Okada Y, Hashimoto T, Yoshida Y, Tagawa K
J Biochem. 1986 Jan;99(1):251-6. doi: 10.1093/oxfordjournals.jbchem.a135466.
Two proteinaceous factors, 15K and 9K proteins, which acted together to stabilize the inactivated yeast F1F0-ATPase-inhibitor complex [Hashimoto, T., et al. (1984) J. Biochem. 95, 131-136] were hardly distinguishable from the sigma and epsilon subunits, respectively, of yeast F1-ATPase by sodium dodecyl sulfate (SDS) polyacrylamide gel electrophoresis. However, they were clearly distinguishable from these subunits by analyses of the sequences at their amino terminals and by immunoblotting combined with SDS polyacrylamide gel electrophoresis. The two stabilizing factors and an ATPase inhibitor existed in mitochondria in equimolar ratios to F1-ATPase. These three protein factors were not present in purified F1-ATPase or in F1F0-ATPase preparations, but remained in the mitochondrial membranes after extraction of F1F0-ATPase with Triton X-100. These observations strongly suggest that the two stabilizing factors and the ATPase inhibitor form a regulatory substructure of mitochondrial ATP synthase, in addition to the F1 and F0 subunits.

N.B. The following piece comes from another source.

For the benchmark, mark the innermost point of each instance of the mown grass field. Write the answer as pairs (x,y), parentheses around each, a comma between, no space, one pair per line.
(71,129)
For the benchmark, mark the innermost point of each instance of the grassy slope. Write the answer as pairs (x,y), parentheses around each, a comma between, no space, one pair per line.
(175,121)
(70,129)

两种蛋白质因子,即15K和9K蛋白质,它们共同作用以稳定失活的酵母F1F0 - ATP酶 - 抑制剂复合物[桥本,T.等人(1984年)《生物化学杂志》95,131 - 136],通过十二烷基硫酸钠(SDS)聚丙烯酰胺凝胶电泳,它们分别与酵母F1 - ATP酶的σ和ε亚基几乎无法区分。然而,通过对它们氨基末端序列的分析以及结合SDS聚丙烯酰胺凝胶电泳的免疫印迹法,它们与这些亚基明显可区分。这两种稳定因子和一种ATP酶抑制剂在线粒体中与F1 - ATP酶以等摩尔比存在。这三种蛋白质因子不存在于纯化的F1 - ATP酶或F1F0 - ATP酶制剂中,但在用Triton X - 100提取F1F0 - ATP酶后仍保留在线粒体膜中。这些观察结果强烈表明,除了F1和F0亚基外,这两种稳定因子和ATP酶抑制剂形成了线粒体ATP合酶的一种调节亚结构。